2.6. In Vivo Fertilization and Zygote Collection

Sows (crossbreeds of Landrace and Large white) were superovulated with 1000 IU PMSG and 72 h later with 750 IU hCG and inseminated 6–8 h after at the farm ‘Los Alecos’ (Barásoain, Navarra. Spain). The next day, presumably pregnant sows were transported to the animal facility at The University of Navarra. Preoperative anesthetic treatment consisted of a cocktail administered via the i.m. injection of 6 mg/kg tiletamina/zolazepam (Zoletil 100, Virbac, Barcelona, Spain) and 0.1 mg/kg medetomidine (Domitor, Pfizer S.A. Madrid, Spain). Anesthesia was maintained with isoflurane (Isoflo, Laboratorios Dr. Esteve S.A. Barcelona, Spain) vaporized in oxygen at 2–3% and fentanyl (Fentanest 0.05 mg/mL. Kern Pharma, Barcelona, Spain) in continuous infusion as an analgesic. The uteruses were surgically removed, and then, sows were euthanized with 3 mEq/kg i.v. potassium chloride (40 mEq/20 mL solution, B. Braun, Barcelona, Spain). Uteruses were transported in tempered (38.5 °C) physiological saline solution, containing 1 g/L kanamycin sulfate. Once in the lab, uteruses were perfused with TL-PVA-medium [23], and the collected zygotes were cultured in NCSU-23A [20,24] until CRISPR/Cas-9 microinjection.

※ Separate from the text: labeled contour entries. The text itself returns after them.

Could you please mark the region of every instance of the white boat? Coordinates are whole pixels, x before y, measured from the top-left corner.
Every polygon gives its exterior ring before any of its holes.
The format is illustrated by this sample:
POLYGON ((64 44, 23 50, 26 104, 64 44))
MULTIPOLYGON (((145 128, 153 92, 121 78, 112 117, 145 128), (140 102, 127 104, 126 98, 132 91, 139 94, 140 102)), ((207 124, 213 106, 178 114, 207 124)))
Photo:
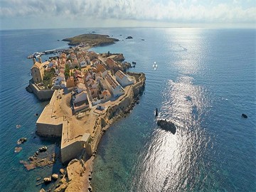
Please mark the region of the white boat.
POLYGON ((157 68, 157 64, 156 64, 156 61, 154 62, 153 68, 154 68, 154 70, 156 70, 156 68, 157 68))

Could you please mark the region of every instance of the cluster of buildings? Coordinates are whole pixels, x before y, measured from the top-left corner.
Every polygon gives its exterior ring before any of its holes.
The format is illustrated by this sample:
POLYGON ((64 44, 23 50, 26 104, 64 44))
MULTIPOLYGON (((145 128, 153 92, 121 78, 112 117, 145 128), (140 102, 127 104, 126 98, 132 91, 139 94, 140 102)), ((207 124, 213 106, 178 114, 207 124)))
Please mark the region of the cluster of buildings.
POLYGON ((58 58, 42 63, 34 60, 31 74, 34 82, 42 81, 46 71, 54 69, 52 90, 67 88, 72 90, 72 109, 75 113, 94 105, 106 102, 125 93, 124 87, 134 83, 124 74, 118 63, 110 57, 100 58, 92 51, 71 49, 62 53, 58 58), (69 74, 67 75, 67 68, 69 74))

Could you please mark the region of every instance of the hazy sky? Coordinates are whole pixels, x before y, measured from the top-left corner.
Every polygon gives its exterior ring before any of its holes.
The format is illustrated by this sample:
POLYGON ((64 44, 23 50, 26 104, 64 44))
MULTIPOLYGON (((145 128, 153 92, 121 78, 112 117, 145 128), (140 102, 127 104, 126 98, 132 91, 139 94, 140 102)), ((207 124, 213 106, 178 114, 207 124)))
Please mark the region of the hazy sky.
POLYGON ((1 29, 256 26, 255 0, 0 0, 1 29))

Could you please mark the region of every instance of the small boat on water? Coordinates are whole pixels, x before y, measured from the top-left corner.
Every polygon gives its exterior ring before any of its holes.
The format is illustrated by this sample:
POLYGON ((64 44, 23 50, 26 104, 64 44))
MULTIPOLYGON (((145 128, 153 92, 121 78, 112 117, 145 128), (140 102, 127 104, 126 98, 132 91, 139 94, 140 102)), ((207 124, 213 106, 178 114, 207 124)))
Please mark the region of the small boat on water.
POLYGON ((39 58, 41 55, 44 55, 43 53, 35 52, 32 55, 28 56, 28 58, 39 58))
POLYGON ((157 68, 157 64, 156 64, 156 61, 154 62, 153 68, 154 68, 154 70, 156 70, 156 68, 157 68))

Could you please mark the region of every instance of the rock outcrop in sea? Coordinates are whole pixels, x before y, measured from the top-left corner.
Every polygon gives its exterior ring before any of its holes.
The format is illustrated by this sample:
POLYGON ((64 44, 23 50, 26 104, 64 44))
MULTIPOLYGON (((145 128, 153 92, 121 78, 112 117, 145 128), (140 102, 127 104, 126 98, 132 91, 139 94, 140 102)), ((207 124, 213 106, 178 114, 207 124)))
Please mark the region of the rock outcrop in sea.
POLYGON ((166 131, 171 132, 173 134, 176 133, 176 127, 175 124, 166 119, 159 119, 157 120, 157 125, 161 129, 166 131))

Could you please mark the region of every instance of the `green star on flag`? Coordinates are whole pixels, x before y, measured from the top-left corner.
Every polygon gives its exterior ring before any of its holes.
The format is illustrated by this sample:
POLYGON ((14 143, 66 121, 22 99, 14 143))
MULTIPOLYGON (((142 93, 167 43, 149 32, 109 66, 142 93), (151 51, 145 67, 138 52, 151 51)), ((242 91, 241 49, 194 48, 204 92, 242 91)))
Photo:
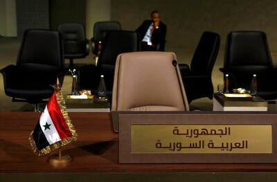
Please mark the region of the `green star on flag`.
POLYGON ((47 129, 48 129, 50 130, 50 126, 51 125, 51 124, 48 125, 46 122, 46 123, 45 124, 45 125, 42 125, 44 127, 44 131, 46 130, 47 129))

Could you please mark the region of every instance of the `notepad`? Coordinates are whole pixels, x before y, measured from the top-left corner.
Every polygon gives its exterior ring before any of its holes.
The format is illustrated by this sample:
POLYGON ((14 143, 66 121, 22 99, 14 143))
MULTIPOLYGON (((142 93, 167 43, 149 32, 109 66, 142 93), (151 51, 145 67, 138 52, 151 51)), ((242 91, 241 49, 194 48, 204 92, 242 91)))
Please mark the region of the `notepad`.
POLYGON ((226 98, 252 98, 252 95, 248 93, 223 93, 226 98))

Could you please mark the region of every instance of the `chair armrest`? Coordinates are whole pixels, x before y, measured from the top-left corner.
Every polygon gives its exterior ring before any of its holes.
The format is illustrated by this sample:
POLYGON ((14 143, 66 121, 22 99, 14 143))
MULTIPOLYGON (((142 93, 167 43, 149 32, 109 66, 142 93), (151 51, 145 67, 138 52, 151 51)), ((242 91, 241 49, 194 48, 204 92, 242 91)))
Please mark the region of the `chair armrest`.
POLYGON ((17 66, 15 65, 11 64, 0 70, 0 72, 5 77, 6 75, 15 73, 16 70, 17 70, 17 66))
POLYGON ((91 51, 94 55, 97 55, 98 45, 93 37, 91 39, 91 51))
POLYGON ((225 73, 226 72, 226 71, 225 70, 224 68, 220 68, 219 70, 222 72, 223 73, 225 73))
POLYGON ((4 88, 7 87, 8 82, 11 82, 13 78, 17 76, 17 68, 15 65, 9 65, 1 70, 0 70, 1 73, 3 75, 3 80, 4 83, 4 88), (8 80, 11 80, 8 82, 8 80))
POLYGON ((86 39, 86 54, 89 54, 89 41, 86 39))
POLYGON ((189 75, 190 73, 190 67, 186 64, 179 64, 179 69, 180 70, 181 75, 186 76, 189 75))

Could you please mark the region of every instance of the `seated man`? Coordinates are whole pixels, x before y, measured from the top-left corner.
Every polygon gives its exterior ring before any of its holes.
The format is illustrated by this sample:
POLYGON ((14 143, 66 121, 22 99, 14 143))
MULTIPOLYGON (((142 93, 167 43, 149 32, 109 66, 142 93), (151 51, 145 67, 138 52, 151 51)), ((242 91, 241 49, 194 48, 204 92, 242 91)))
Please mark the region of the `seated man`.
POLYGON ((145 20, 136 32, 141 35, 142 51, 163 51, 166 26, 161 21, 159 11, 151 13, 151 20, 145 20))

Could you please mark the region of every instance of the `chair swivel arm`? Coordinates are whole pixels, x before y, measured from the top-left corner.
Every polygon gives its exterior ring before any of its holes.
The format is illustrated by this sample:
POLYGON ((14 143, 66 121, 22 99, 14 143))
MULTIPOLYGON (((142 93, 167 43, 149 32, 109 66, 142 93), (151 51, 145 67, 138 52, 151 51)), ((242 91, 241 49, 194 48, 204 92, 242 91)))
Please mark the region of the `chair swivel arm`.
POLYGON ((186 64, 179 64, 179 69, 182 76, 189 75, 190 73, 190 66, 186 64))

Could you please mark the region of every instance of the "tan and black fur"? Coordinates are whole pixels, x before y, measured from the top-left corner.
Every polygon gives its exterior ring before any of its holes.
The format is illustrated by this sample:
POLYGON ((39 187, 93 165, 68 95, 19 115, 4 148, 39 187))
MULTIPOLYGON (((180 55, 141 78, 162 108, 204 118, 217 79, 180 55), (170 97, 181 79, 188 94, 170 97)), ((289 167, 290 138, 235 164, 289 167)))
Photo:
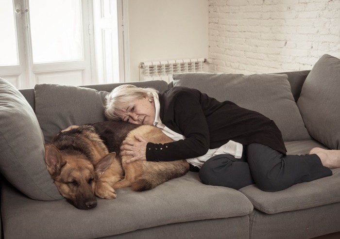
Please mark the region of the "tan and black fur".
POLYGON ((80 127, 56 135, 45 146, 45 162, 60 193, 79 209, 97 206, 95 195, 117 197, 115 189, 131 187, 136 191, 153 189, 189 170, 184 160, 170 162, 136 161, 119 156, 125 139, 143 136, 157 143, 172 140, 160 129, 122 121, 105 121, 80 127))

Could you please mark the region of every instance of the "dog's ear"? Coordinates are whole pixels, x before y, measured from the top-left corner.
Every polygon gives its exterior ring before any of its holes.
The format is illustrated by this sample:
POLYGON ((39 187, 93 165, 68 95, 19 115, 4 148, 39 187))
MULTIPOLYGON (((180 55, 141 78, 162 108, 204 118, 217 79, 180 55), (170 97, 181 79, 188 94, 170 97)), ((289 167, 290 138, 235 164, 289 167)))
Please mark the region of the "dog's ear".
POLYGON ((61 168, 66 163, 55 146, 50 144, 45 147, 45 162, 52 178, 60 174, 61 168))
POLYGON ((116 158, 116 153, 110 153, 103 157, 97 163, 94 171, 98 178, 101 177, 105 171, 110 167, 116 158))

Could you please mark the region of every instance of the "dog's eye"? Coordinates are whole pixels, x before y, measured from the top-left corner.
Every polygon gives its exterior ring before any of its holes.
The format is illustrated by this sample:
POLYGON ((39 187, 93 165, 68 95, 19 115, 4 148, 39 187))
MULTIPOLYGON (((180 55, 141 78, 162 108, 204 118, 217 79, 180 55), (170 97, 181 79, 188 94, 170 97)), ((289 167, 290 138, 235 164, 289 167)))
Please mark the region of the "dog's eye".
POLYGON ((75 186, 75 187, 78 186, 78 185, 79 185, 79 184, 78 183, 78 182, 77 182, 75 180, 72 180, 72 181, 71 181, 70 182, 68 182, 66 183, 67 183, 68 184, 72 184, 73 186, 75 186))

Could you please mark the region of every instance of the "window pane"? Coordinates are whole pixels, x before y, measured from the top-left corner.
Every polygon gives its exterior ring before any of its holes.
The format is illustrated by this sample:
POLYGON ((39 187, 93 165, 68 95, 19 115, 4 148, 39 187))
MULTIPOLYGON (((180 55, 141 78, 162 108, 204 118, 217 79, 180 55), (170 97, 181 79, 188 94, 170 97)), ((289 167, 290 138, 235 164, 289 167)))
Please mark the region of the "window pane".
POLYGON ((80 0, 30 0, 34 63, 83 59, 80 0))
POLYGON ((12 0, 0 1, 0 65, 18 64, 12 0))

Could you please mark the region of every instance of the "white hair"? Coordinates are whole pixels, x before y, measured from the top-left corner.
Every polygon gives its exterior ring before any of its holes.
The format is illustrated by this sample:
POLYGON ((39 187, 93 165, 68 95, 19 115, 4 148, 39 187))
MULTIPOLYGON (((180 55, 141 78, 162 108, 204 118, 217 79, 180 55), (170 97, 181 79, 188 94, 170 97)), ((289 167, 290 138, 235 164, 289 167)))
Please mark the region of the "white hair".
POLYGON ((133 85, 121 85, 114 89, 105 97, 105 116, 109 120, 121 120, 119 112, 131 106, 131 101, 147 96, 153 98, 158 91, 152 88, 140 88, 133 85))

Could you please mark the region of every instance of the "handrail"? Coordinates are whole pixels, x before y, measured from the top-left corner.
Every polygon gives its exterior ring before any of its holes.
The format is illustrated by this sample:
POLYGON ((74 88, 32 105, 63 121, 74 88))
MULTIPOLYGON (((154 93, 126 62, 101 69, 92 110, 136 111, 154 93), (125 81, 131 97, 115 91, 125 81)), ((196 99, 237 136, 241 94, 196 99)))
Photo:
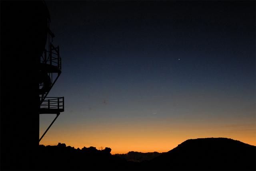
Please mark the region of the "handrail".
POLYGON ((41 56, 41 63, 55 66, 61 70, 61 58, 60 55, 59 46, 55 47, 52 43, 50 43, 49 49, 48 50, 45 49, 44 51, 41 56), (53 65, 52 63, 56 65, 53 65))
POLYGON ((64 97, 46 97, 40 105, 40 108, 64 110, 64 97), (56 100, 57 101, 56 101, 56 100))

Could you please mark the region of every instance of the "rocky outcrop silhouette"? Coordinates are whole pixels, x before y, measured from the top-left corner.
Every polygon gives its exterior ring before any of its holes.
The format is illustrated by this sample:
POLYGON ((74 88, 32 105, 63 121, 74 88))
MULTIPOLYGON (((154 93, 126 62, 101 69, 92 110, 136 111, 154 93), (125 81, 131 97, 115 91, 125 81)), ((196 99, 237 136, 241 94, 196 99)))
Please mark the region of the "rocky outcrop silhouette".
POLYGON ((226 138, 188 140, 142 163, 150 170, 255 170, 256 147, 226 138))
POLYGON ((256 147, 226 138, 188 140, 159 153, 40 145, 38 170, 255 170, 256 147), (149 159, 150 158, 151 159, 149 159), (139 161, 142 161, 139 162, 139 161))
POLYGON ((150 160, 159 156, 164 153, 157 152, 142 153, 137 151, 129 151, 126 154, 116 154, 115 155, 124 159, 128 161, 140 162, 145 160, 150 160))

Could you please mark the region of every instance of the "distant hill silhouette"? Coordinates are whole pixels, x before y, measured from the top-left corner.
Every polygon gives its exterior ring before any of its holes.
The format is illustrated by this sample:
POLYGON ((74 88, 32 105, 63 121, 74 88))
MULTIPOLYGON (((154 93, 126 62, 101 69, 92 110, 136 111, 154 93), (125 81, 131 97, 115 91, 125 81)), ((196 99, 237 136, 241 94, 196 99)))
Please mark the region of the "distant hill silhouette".
POLYGON ((124 159, 128 161, 140 162, 145 160, 150 160, 159 156, 164 153, 157 152, 142 153, 137 151, 130 151, 126 154, 116 154, 122 159, 124 159))
POLYGON ((256 169, 256 147, 226 138, 188 140, 162 153, 130 151, 126 154, 112 155, 111 149, 108 147, 101 150, 93 147, 76 149, 60 143, 54 146, 40 145, 39 148, 38 167, 34 168, 37 170, 255 170, 256 169), (138 162, 140 161, 142 161, 138 162))
POLYGON ((142 163, 156 170, 255 170, 256 147, 226 138, 188 140, 173 149, 142 163))

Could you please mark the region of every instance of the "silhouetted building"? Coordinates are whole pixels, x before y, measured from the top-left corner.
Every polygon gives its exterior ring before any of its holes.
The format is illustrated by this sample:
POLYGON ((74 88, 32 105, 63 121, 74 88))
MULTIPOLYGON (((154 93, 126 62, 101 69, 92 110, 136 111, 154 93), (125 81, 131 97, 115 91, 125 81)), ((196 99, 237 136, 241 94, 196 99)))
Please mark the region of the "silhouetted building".
POLYGON ((49 22, 43 1, 1 1, 2 170, 34 168, 39 114, 64 111, 63 97, 47 96, 61 73, 49 22))

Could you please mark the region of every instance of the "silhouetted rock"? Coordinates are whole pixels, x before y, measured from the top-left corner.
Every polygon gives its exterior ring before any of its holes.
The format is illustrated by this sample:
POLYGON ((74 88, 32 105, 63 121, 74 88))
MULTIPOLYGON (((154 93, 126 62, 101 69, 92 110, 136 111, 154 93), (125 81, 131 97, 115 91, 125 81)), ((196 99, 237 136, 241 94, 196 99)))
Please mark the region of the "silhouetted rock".
POLYGON ((157 152, 142 153, 129 151, 127 154, 116 154, 115 155, 125 159, 128 161, 139 162, 144 160, 150 160, 159 156, 162 153, 157 152))
POLYGON ((39 148, 40 170, 255 170, 256 147, 225 138, 188 140, 162 153, 112 155, 108 147, 80 149, 60 143, 39 148))
POLYGON ((142 163, 158 170, 255 170, 256 147, 226 138, 188 140, 142 163))

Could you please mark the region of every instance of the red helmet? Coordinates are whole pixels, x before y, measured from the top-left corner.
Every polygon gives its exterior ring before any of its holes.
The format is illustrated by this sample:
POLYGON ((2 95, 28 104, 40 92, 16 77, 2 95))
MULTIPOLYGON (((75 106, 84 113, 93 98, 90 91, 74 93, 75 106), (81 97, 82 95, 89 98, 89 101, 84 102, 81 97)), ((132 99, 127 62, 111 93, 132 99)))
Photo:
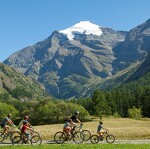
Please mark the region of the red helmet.
POLYGON ((28 119, 28 116, 24 116, 24 119, 28 119))

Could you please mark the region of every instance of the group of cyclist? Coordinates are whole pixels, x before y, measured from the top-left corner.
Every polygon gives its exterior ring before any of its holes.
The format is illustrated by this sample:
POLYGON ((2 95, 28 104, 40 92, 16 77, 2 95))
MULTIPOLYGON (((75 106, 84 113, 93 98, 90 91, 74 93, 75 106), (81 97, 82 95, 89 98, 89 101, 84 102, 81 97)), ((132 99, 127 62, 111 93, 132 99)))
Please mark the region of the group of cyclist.
MULTIPOLYGON (((75 127, 77 126, 76 123, 82 124, 82 122, 78 118, 79 116, 79 111, 76 111, 73 116, 70 117, 70 119, 64 124, 63 126, 63 131, 69 136, 75 127)), ((8 114, 7 117, 3 118, 1 121, 1 128, 3 129, 3 134, 7 133, 9 131, 9 126, 13 126, 14 123, 11 120, 12 114, 8 114)), ((102 126, 102 122, 100 121, 100 124, 98 125, 97 133, 99 135, 103 135, 101 132, 101 129, 105 129, 102 126)), ((15 125, 14 125, 15 126, 15 125)), ((31 124, 28 122, 28 116, 24 116, 23 120, 20 121, 18 125, 18 129, 20 130, 21 133, 24 133, 27 135, 27 137, 30 139, 30 134, 27 132, 27 130, 32 130, 31 124)))
MULTIPOLYGON (((11 120, 12 114, 8 114, 7 117, 3 118, 2 121, 0 122, 1 128, 3 129, 2 134, 7 134, 9 133, 9 125, 11 126, 16 126, 13 121, 11 120)), ((21 133, 24 133, 29 139, 30 134, 27 132, 27 130, 31 130, 31 124, 28 122, 28 116, 24 116, 23 120, 20 121, 18 125, 18 129, 20 130, 21 133)))

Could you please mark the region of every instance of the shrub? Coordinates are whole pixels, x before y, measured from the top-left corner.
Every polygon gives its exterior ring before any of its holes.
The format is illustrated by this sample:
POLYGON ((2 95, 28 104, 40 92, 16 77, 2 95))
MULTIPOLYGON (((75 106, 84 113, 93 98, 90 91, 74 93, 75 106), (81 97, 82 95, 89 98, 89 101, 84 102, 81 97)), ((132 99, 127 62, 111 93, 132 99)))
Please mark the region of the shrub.
POLYGON ((142 111, 139 108, 133 107, 132 109, 128 109, 129 118, 140 119, 142 118, 142 111))

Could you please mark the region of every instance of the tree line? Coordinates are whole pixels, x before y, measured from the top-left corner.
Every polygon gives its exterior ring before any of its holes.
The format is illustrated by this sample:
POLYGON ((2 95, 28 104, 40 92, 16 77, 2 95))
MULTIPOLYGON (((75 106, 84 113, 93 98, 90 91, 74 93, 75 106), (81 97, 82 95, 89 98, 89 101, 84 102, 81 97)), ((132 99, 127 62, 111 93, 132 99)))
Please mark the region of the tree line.
POLYGON ((30 92, 22 88, 0 94, 0 118, 12 113, 18 121, 24 115, 34 124, 64 122, 74 111, 80 111, 82 121, 90 120, 90 115, 114 115, 120 117, 150 117, 150 75, 131 83, 123 84, 110 91, 96 89, 89 98, 57 100, 51 97, 33 99, 30 92), (20 100, 20 97, 31 100, 20 100), (16 98, 15 98, 16 97, 16 98))

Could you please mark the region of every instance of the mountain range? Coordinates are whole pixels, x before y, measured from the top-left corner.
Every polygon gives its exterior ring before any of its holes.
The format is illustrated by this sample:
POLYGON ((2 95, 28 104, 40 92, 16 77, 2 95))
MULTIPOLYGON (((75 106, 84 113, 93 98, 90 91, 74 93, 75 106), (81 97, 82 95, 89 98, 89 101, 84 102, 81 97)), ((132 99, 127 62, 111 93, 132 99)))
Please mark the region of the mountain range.
POLYGON ((140 77, 149 49, 150 19, 129 32, 81 21, 3 63, 39 81, 56 98, 79 98, 140 77))

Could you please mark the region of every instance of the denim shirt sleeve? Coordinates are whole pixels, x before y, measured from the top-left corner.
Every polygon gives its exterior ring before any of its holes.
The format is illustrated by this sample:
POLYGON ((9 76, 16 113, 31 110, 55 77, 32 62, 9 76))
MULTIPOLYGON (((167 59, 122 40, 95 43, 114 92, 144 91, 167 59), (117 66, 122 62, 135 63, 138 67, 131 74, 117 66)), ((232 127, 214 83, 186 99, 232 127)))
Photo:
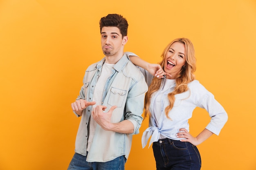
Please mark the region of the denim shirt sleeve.
POLYGON ((134 127, 133 132, 130 135, 139 132, 139 129, 143 120, 141 115, 143 112, 145 93, 147 89, 145 80, 142 78, 132 88, 127 96, 125 119, 130 121, 134 127))

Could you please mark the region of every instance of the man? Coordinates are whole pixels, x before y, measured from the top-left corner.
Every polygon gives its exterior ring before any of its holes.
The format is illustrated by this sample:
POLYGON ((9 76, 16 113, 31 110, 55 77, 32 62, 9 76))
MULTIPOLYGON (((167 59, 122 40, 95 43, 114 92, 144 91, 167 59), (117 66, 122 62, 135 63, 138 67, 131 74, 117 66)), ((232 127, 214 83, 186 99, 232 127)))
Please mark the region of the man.
POLYGON ((124 52, 128 24, 109 14, 100 21, 105 57, 87 68, 83 85, 71 104, 81 116, 75 154, 68 170, 124 170, 132 135, 138 134, 148 90, 144 76, 124 52))

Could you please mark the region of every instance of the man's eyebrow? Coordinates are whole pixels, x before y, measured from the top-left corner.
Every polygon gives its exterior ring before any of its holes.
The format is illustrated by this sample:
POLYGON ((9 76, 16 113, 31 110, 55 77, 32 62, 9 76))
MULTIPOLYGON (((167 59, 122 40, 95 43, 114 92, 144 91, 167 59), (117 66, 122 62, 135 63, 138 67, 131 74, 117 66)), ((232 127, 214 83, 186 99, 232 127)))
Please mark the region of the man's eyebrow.
MULTIPOLYGON (((102 32, 101 33, 101 34, 106 34, 106 32, 102 32)), ((115 33, 115 32, 111 33, 111 34, 117 34, 117 35, 119 35, 118 34, 118 33, 115 33)))

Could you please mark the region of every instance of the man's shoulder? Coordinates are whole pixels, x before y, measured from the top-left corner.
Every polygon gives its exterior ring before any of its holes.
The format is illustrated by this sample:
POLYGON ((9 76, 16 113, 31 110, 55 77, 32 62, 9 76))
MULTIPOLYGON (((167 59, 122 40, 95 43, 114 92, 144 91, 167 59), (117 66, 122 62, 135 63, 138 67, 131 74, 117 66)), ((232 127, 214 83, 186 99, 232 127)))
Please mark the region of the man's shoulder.
POLYGON ((130 60, 128 61, 127 64, 124 68, 123 71, 124 74, 128 77, 132 77, 137 79, 140 79, 142 77, 144 77, 139 69, 130 60))

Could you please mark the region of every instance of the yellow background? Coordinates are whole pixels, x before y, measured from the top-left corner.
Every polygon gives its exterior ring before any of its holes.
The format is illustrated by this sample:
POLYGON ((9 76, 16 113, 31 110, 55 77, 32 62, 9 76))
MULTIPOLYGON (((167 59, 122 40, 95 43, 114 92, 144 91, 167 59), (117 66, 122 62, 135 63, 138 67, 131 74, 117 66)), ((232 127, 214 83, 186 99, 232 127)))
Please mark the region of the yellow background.
MULTIPOLYGON (((198 146, 202 170, 256 169, 255 0, 0 0, 0 170, 65 170, 80 118, 70 107, 86 68, 103 57, 99 21, 129 24, 126 51, 153 63, 173 39, 193 43, 197 79, 229 115, 219 136, 198 146)), ((196 135, 209 118, 190 120, 196 135)), ((135 136, 127 170, 155 170, 135 136)))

2.7. Alt-R™ CRISPR/Cas9 Ribonucleoprotein Complex Formation

Cas9 protein, tracrRNA, and crRNA were purchased from Integrated DNA Technologies (IDT). Guide RNA/Cas9 RNP complex was formed by following the manufacturer’s instructions: for gRNA complex preparation, we resuspended crRNA and tracrRNA with an injection buffer (1 mM TrisHCl, pH = 7.5; 0.1 mM EDTA) to a final concentration of 1 µg/µL and mixed 5 µg of crRNA and 10 µg of tracrRNA, resulting in a final volume of 15 µL. Hereafter, annealing was performed in a thermocycler: 95 °C for 5 min, which was then ramped down to 25 °C at 5 °C/min. For the RNP complex formation, 5 µL (5 µg in total) of annealed gRNA complex was mixed with 1 µL of Alt-R S.p. Cas9 nuclease 3NLS at 10 µg/µL (10 µg in total) and diluted in 94 µL of injection buffer, obtaining a final volume of 100 µL. The mix was incubated at room temperature for 15 min to allow for the formation of RNP complexes in a solution containing the final concentration of 100 ng/µL Cas9 protein and 50 ng/µL gRNA complex. Before microinjection, the injection mix was centrifuged at 15,000× g for 10 min at room temperature. Supernatant (80 µL) was recovered and passed through a Millipore filter (UFC30VV25) in order to eliminate any solid particles and prevent clogging of the microinjection needles. For the preparation of the 5× (500 ng/µL Cas9 protein and 250 ng/µL gRNA complex) and 10× (1 µg/µL Cas9 protein and 500 ng/µL gRNA complex) microinjection mix, all of the above-mentioned quantities were scaled up proportionally.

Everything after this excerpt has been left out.